Resumo: Este trabalho apresenta uma reflexão sobre as funções sociais do conhecimento científico, bem como de suas formas de socialização na sociedade contemporânea. Partindo do campo da Lingüística Sistêmica Funcional em diálogo com perspectivas filosóficas e discursivas da divulgação científica, o conhecimento científico e suas representações são aqui tomados como inevitavelmente associados a interesses políticos e econômicos, contextos sociais e culturais e a circunstâncias institucionais. Sugerese que a ciência e suas formas de apropriação e partilha estão longe de ser socialmente neutras, influenciando e sendo influenciadas pelas relações estabelecidas entre os vários grupos de atores envolvidos de diferentes maneiras na constituição da sociedade.
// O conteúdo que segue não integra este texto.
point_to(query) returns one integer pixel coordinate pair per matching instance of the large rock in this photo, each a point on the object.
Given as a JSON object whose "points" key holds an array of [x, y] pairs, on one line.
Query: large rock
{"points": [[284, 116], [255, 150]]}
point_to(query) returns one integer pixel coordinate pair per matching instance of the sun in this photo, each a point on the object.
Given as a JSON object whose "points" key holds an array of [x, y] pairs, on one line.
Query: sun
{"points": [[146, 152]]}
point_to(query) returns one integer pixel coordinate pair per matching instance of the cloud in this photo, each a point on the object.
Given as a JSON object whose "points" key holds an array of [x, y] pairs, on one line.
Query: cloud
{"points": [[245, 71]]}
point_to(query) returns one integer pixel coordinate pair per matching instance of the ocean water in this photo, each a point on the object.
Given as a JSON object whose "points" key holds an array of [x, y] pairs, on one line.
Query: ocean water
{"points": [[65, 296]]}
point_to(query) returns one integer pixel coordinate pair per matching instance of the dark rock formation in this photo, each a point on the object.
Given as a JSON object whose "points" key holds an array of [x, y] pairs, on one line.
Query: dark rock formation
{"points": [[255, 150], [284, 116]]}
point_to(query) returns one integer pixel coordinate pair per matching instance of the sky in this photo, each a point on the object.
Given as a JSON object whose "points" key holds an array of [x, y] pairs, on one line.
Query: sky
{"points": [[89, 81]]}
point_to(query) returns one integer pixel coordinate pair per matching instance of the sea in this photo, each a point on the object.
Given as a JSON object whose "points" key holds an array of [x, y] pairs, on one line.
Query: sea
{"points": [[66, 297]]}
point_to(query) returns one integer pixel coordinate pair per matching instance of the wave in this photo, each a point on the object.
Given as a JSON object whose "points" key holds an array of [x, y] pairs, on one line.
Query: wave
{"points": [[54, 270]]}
Palavras-chave: Ciencia, divulgação, discurso.

Abstract: This paper presents a discussion of the social functions of scientific knowledge and its forms of socialization in contemporary society. Drawing on Systemic Functional Linguistics in association with philosophical and discursive perspectives of scientific popularization, scientific knowledge and its representations are here taken as inevitably related to political and economical interests, social contexts and institutional and cultural circumstances. It is argued science and its forms of appropriation and sharing are far from being socially neutral, influencing and being influenced by the relations established among the various groups of actors involved in different ways in society constitution.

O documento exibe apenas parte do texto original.